Taylor talks about trying to learn Hebrew. I also had little success with that language. I only learned enough to be able to dance around the edge of any meaningful engagement with the text of the Hebrew Bible. She confessed that she grew up on the King James version of the Bible. In many ways that would have been true for me. Then I read a sentence in Taylor’s chapter that made me smile and I knew exactly where she was going. Learning Hebrew usually entails predictable lessons. She says, “One of the first nouns I learned was ‘earthling.’” She continued, “I was greatly affected by the knowledge that God did not make ‘man’ in the second chapter of Genesis.”
Taylor was headed down the predictable road. “God made adam---an earthling---from adamah---the earth.” Here Taylor is making the familiar word play available if you know Hebrew. Adam, the name of that first human creation of God, is related to the Hebrew word for earth or dirt. I know the first time I hit this piece of knowledge, I was a little unnerved. Adam was not really the first person’s name, so much as it was a descriptive term.
But then I came to my intellectual senses and relaxed. I actually knew a guy who lived on a farm not too far from mine. His name was Dusty! No one that I knew thought it was funny. He was just Dusty. It was a name. Maybe when he was little, kids would tease him and call him “Dirty.” But as an adult, he just had a name that was descriptive. So it was for Adam.
This could be the end of the story, but Taylor has such a good sense of humor, there was more to come. God made Adam from the earth. Now listen to how Taylor develops that. “God made a mud-baby, a dirt-person, a dust-creature.” If I ever had heard it this way when I was a kid, I am sure I would have connected it to the Dusty I knew. That would have been cool, but I guess timing is everything. Adam and Dusty were never connected in my mind.
I revel in Taylor’s three descriptions of Adam: a mud-baby, a dirt-person and a dust-creature.

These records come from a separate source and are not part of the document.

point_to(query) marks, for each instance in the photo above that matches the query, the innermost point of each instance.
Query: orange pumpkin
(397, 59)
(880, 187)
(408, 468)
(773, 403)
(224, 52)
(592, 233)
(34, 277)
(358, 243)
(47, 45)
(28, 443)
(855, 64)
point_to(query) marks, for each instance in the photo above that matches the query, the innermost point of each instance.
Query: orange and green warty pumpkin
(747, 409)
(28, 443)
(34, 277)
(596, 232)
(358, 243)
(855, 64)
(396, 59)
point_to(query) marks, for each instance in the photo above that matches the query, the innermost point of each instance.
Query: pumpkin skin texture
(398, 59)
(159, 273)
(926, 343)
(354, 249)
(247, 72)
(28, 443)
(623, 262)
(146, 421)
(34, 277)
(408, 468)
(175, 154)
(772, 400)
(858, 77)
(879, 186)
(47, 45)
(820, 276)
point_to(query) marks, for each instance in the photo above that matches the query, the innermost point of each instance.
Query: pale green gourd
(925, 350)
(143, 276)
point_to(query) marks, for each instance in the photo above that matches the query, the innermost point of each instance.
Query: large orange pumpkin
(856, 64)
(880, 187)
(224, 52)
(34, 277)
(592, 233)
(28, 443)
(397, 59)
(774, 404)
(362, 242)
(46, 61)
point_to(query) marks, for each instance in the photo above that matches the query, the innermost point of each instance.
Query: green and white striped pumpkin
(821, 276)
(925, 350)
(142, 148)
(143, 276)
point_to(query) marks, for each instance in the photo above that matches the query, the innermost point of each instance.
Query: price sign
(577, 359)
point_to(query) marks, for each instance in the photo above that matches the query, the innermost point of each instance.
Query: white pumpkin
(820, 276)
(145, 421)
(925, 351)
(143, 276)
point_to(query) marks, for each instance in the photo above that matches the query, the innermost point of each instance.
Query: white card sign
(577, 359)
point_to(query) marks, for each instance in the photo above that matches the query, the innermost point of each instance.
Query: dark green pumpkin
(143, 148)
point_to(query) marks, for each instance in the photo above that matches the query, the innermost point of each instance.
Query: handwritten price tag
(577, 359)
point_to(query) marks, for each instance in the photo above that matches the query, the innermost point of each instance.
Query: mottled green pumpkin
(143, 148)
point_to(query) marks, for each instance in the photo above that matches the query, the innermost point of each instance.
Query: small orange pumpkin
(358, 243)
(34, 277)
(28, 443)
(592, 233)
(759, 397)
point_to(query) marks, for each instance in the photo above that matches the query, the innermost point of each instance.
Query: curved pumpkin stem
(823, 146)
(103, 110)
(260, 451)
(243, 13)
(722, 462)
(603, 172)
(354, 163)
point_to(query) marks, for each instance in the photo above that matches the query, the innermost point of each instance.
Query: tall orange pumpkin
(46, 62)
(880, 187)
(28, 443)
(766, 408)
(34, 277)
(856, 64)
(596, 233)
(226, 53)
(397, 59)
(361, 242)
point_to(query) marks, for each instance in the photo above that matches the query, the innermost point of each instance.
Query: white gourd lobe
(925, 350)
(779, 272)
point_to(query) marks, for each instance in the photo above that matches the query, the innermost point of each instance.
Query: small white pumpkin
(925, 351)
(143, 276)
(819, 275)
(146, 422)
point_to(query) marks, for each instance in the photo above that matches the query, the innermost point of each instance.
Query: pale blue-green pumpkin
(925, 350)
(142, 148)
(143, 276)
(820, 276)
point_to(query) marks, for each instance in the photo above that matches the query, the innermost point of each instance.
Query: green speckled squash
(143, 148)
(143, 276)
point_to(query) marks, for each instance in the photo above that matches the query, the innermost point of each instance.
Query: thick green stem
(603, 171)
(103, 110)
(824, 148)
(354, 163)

When you think about the first creature as a mud-baby, that does something to the imagination! If it were created in the South with the red clay dirt I associate with my time in the South, Adam would have been a reddish human creature. Maybe he would have looked more like a Native American than he would look like me. And of course, we all know there are other dirt colors.
Thinking about it this way makes me appreciate the diversity of the human race. Thank goodness reading the Genesis creation account with this lens means we cannot link one particular color of human with the “original Adam.” It means I cannot assume Adam was not a white, European guy looking much like me. He might have, but there are a few other good options, too. And that certainly means that all the human diversity can count as being children of Adam and, therefore, children of God. God’s children are from all the colors of the rainbow.
I like the “truth” of the Genesis creation account. It is not scientific “truth,” but it is true in a theological manner. I am ok thinking that I am a mud-baby! I am ok thinking you are a mud-baby, too. We are all mud-babies, but that does not mean we all look alike. I like to think God likes rainbows and colors. I think it is rather creative to scoop a divine handful of dirt to prepare for a human.
Taylor has one more clever move for creation. With that divine handful of dirt, “God breathed into its nostrils, giving it divine CPR, and behold!” God created a living creature. This divine inbreathing is the very Spirit of God that moves us all into life. And it inspires us to move through life with that same Spirit that adds value, meaning, and purpose to the mud-baby.
With God’s Spirit, we are not just mud-babies. Each one of us becomes a special somebody!